= Women's Classical Caucus =

The Women's Classical Caucus, Inc. (WCC) is an affiliate of the American Philological Association, the organization for North American scholars and teachers of Greek and Latin language, literature, and culture (known as "classicists"), Greek and Roman historians, and scholars of ancient philosophy, science, material culture, papyrology, epigraphy, and other fields. The WCC also maintains liaisons with the American Institute of Archaeology and with the Lambda Classical Caucus, formerly the Lesbian and Gay Classical Caucus.

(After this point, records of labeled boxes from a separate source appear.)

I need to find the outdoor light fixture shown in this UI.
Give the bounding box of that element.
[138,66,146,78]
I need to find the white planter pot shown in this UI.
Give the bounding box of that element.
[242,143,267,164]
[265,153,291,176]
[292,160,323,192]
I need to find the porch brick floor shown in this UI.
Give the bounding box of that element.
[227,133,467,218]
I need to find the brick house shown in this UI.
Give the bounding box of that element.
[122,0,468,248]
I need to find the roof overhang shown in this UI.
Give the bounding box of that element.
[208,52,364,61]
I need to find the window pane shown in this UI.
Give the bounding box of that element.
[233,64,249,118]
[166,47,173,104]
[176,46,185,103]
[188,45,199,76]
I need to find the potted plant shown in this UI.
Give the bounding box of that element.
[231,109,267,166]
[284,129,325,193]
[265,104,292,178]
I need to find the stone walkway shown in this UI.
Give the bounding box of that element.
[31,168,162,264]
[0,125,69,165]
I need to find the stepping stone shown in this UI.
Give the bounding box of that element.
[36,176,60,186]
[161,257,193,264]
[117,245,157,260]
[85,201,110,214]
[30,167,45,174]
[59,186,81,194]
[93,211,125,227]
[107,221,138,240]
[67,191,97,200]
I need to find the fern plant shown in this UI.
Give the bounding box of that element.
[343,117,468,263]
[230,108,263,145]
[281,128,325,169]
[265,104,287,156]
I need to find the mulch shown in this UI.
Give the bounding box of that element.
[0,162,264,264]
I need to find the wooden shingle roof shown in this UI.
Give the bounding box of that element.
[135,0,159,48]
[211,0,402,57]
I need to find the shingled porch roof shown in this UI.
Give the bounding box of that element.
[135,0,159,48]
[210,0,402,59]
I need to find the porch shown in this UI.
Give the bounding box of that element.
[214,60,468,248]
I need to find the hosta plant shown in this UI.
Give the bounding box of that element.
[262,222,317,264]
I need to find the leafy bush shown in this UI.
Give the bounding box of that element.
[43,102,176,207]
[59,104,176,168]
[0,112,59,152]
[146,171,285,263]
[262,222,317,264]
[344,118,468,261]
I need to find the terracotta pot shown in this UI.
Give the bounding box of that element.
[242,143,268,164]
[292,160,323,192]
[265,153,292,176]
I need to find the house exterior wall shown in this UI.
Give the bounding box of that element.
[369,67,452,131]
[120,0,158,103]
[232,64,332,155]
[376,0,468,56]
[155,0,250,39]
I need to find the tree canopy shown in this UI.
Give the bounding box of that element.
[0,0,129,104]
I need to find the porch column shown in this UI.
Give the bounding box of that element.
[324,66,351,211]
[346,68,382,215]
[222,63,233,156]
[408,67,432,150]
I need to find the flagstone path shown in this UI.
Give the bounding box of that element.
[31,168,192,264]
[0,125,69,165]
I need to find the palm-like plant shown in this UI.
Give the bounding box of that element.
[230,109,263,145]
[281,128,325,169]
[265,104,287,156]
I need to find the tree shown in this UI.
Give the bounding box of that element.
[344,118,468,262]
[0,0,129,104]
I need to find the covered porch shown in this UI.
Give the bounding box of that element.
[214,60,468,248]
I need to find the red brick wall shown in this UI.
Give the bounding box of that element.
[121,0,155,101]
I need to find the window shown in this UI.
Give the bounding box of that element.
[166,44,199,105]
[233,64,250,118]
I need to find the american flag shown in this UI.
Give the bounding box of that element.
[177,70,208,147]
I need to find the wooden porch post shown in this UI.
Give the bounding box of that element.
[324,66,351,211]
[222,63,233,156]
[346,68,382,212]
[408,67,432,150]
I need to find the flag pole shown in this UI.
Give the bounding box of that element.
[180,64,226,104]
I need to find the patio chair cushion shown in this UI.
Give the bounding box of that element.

== History, Membership, Goals ==
The WCC is a not-for-profit group founded in 1972 and incorporated in 1992; membership is open to men as well as women. University professors and graduate students make up the majority of its members, but membership includes high school teachers, independent scholars, college students, and retired academics. According to its website, the group's goals are both scholarly and professional. It seeks to incorporate feminist perspectives in the study and teaching of ancient Mediterranean cultures, particularly the study of women in classical antiquity. It also strives to advance the goals of equality and diversity within the profession of Classics, to foster supportive professional relationships among classicists concerned with questions of gender, and to forge links with feminist scholars in other disciplines. The WCC also publishes Cloelia, an annual newsletter.

Its Steering Committee meets each year at the APA Annual Meeting, when the group also hosts
get-togethers for graduate students and a Business Meeting open to all members.